Retail investors were caught off guard last week when the May WTI contract plunged into negative territory for the first time ever two days before expiry as financial traders scrambled to avoid having to take delivery of oil. The June WTI contract’s price fall may have been triggered by investors moving to later months to avoid a similar fate, said Tony Nunan, a senior risk manager at Mitsubishi Corp in Tokyo. “Anybody who has had length who doesn’t have storage contracts has either closed their positions (in June) or rolled far forward … because it’s suicide to carry a position into the close after seeing what happened last month,” he said.

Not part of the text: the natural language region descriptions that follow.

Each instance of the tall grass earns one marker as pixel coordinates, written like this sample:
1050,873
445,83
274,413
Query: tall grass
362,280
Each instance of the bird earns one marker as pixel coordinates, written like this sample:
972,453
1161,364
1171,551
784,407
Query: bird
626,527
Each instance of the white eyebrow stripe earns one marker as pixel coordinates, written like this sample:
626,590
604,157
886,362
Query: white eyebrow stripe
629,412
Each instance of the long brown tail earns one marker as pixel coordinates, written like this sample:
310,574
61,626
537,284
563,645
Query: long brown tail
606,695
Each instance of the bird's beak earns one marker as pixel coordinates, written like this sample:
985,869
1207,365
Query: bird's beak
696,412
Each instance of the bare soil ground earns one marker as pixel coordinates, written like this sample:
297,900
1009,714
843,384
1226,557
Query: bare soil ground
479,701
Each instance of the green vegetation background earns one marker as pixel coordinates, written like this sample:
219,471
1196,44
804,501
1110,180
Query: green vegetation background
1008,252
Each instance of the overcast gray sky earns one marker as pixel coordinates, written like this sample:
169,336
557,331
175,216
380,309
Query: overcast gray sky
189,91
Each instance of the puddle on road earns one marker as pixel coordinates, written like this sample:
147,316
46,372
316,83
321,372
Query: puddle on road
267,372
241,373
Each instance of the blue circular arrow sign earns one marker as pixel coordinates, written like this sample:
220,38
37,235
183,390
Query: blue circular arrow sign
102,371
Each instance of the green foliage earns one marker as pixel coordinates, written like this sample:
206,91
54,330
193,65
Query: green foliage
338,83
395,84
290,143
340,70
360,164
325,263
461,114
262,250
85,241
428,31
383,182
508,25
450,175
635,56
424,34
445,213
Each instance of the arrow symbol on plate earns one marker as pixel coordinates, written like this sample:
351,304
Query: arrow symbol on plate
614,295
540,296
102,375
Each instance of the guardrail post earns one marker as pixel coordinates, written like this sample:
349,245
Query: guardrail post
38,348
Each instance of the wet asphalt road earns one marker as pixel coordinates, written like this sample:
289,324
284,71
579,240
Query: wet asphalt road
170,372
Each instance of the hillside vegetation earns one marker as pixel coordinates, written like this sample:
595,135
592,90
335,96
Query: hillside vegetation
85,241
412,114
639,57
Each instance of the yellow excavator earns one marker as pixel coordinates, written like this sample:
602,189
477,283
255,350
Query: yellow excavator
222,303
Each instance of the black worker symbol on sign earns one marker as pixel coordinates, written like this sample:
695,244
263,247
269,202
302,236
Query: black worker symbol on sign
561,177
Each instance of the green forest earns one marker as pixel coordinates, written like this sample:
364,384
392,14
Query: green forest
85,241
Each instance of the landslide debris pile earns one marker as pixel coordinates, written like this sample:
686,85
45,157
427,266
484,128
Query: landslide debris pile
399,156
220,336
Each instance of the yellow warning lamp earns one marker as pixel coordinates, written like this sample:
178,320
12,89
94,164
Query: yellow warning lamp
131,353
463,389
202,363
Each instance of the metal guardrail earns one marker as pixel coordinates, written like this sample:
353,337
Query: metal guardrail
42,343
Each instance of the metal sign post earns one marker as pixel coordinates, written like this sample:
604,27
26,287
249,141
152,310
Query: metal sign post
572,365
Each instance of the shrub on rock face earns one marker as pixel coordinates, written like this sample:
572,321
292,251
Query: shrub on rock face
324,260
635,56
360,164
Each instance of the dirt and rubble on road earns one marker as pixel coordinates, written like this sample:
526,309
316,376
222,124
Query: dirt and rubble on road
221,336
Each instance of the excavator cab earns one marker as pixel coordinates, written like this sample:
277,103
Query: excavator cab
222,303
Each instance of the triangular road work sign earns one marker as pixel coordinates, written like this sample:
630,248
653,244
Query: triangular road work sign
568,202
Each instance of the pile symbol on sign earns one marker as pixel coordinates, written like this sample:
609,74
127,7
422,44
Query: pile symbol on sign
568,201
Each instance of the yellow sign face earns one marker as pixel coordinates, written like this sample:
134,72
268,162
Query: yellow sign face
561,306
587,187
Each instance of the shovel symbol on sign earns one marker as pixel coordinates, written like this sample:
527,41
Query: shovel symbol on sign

Cushing, the delivery point for WTI, was 70% full as of mid-April, although traders said all available space was already leased. Producers may not be slashing output quickly or deeply enough to buoy prices, especially when global economic output is expected to contract by 2% this year, worse than the financial crisis, while demand has collapsed 30% due to the pandemic. Amid the rush to cut output, rig counts in the United States are down to the lowest since July 2016, while the total number of oil and gas rigs in Canada has fallen to the lowest since at least 2000, according to Baker Hughes data.
“The Permian Basin and New Mexico accounted for 62% of the shutdowns; an ominous sign considering this region has been one of the more prosperous in the U.S.,” ANZ analysts said. Kuwait and Azerbaijan are coordinating cuts, while Russia is set to reduce its western seaborne exports by half in May.
The Organization of the Petroleum Exporting Countries and its allies including Russia, a group known as OPEC+, pledged earlier this month to cut output by an unprecedented 9.7 million barrels per day in May and June.